Fall events are relatively uncommon in daily life. Although existing public fall detection datasets attempt to simulate the complex and authentic nature of falls, they still suffer from limitations such as simplistic experimental environments and an inability to accurately replicate real-life falls. In this study, we comprehensively utilized the UR Fall Detection Dataset, the Fall Detection Dataset, and images of human falls collected from real-world scenes on the Internet to gather data encompassing different illuminations, angles, object similarities, and occlusion scenarios. A total of 4976 datasets were obtained through this process. Subsequently, we employed the open-source tool LabelImg to uniformly label these data images in Yolo format and generate corresponding labels for a total of 5655 samples depicting various poses. The dataset was then divided into a training set (70%), a test set (20%), and a validation set (10%) following a 7:2:1 ratio format. Figure 6 illustrates some representative scenes from our dataset that can serve as references for evaluating the performance of ESDv3-YOLO under realistic conditions.

3.2. Experimental Process

The test platform is configured with a 6-core E5-2680 v4 processor and an NVIDIA GeForce RTX 3060 GPU. The operating system used is Windows 11, along with PyTorch version 2.0.1 in the development environment of PyCharm 2022.2.3 and Python version 3.10.12. The model takes input images of size 640 × 640 pixels for training purposes, while the training parameters consist of a batch size of 32, a total of 200 iterations, momentum set to 0.937, initial learning rate at 0.001, and an attenuation coefficient value of 0.9.
The YOLOv8s and ESD-YOLO models share the same dataset and training parameters, as depicted in Figure 7. Following 20 iterations, both models exhibit a gradual decline in loss value, with the error reaching stability after 75 iterations. Experimental findings demonstrate that compared to the original model, ESD-YOLO showcases accelerated convergence speed, reduced loss value, and significantly enhanced network convergence capability.

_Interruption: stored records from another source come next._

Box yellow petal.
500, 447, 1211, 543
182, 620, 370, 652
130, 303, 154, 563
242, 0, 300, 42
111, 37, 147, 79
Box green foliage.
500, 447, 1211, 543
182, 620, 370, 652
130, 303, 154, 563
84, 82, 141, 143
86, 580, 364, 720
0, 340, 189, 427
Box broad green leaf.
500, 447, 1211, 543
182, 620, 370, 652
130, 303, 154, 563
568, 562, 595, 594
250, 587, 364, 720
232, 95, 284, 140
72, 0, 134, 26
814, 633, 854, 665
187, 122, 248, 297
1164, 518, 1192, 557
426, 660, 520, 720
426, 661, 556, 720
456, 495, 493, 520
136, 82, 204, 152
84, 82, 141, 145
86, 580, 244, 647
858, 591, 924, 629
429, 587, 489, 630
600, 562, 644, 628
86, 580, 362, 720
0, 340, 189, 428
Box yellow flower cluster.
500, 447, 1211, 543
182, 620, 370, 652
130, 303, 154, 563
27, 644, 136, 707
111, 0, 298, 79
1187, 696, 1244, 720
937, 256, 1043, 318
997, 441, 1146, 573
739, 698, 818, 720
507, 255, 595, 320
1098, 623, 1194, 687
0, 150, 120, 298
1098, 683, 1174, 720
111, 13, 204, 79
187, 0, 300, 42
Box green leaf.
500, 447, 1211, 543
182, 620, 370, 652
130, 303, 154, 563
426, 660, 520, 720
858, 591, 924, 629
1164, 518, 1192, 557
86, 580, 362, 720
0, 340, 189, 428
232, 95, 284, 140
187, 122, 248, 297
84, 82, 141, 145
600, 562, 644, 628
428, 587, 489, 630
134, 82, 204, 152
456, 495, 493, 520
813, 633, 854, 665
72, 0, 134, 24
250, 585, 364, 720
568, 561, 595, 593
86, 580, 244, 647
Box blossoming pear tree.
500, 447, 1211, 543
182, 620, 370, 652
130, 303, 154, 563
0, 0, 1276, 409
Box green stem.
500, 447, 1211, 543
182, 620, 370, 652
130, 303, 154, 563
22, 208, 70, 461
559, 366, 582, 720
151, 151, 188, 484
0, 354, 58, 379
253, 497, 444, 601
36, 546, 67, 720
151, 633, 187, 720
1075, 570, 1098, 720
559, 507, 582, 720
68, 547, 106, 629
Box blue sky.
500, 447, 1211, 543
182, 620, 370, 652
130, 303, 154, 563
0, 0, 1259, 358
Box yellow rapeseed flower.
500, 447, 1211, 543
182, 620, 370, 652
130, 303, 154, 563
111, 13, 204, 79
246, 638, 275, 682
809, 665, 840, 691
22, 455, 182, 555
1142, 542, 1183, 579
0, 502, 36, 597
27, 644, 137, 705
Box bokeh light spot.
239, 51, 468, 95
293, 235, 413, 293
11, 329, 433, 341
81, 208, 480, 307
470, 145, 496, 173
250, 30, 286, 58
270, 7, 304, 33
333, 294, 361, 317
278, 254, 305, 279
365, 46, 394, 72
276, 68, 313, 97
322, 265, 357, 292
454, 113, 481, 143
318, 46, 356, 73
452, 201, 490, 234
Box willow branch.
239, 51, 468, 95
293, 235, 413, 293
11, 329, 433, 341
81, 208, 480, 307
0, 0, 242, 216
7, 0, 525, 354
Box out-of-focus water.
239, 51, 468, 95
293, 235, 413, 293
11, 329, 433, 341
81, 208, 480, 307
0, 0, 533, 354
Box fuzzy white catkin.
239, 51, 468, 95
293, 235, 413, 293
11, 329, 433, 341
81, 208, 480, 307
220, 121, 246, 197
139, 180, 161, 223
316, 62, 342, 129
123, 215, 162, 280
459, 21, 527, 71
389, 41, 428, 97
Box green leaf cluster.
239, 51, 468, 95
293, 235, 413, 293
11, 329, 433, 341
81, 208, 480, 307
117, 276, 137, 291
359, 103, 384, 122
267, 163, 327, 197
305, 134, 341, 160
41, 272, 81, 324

3.3. Experimental Results and Analysis

To validate the performance of the ESD-YOLO model, we conducted two sets of comparative experiments. The first set aimed to compare the accuracy and performance of the improved fall detection model with YOLOv8s. The second set further compared the differences between the improved model and both YOLO series models and mainstream object detection algorithms. Through these comprehensive comparisons, we can thoroughly evaluate the accuracy and performance of our improved fall detection model in comparison to other relevant algorithms.

3.3.1. Ablation Experiment

The ablation experiment aims to validate the optimization effect of each enhanced module. In this study, we conducted an ablation analysis on ESD-YOLO, where specific enhancements were incorporated into the YOLOv8s model, namely C2Dv3, DyHead, and EASlideloss denoted as YOLOv8s_1, YOLOv8s_2, and YOLOv8s_3. As depicted in Table 1, each module exhibited varying degrees of improvement in the accuracy of ESD-YOLO.
After incorporating the C2Dv3 module to enhance the backbone network, there is a noticeable improvement in precision (2.4%), recall (1.8%), mAP0.5 (2%), and mAP0.5:0.95 (2.8%). These findings demonstrate that the C2Dv3 module effectively enhances the feature extraction capability of the backbone network, enabling it to accurately capture intricate details of falling human bodies and effectively handle target deformations. Moreover, this module exhibits superior accuracy in recognizing positive samples and enhances its ability to identify genuine positive instances, thereby enhancing overall detection performance.
After incorporating DyHead into the Neck component, the accuracy, mAP0.5, and mAP0.5:0.95 witnessed a respective increase of 3.6%, 1.7%, and 2.1%. This observation substantiates that replacing the original detection head of YOLOv8 with DyHead effectively enhances adaptability towards scale transformations and shape variations in detected objects, thereby augmenting model perception ability and accuracy.
By replacing the original BCEwithloss function in YOLOv8 with EASlideloss, a significant improvement of 5.3% in recall rate and 0.3% in mAP0.5:0.95 was observed, indicating that the utilization of EASlideloss enhances fall detection accuracy and reliability, thereby augmenting the model’s ability to accurately detect falls.
The results of the ablation experiment demonstrate that all three enhanced modules contribute to improved accuracy of the overall model, indicating a strong coupling between these refined methods. Consequently, ESDv3-YOLO exhibits a significant performance enhancement in comparison with the original YOLOv8s.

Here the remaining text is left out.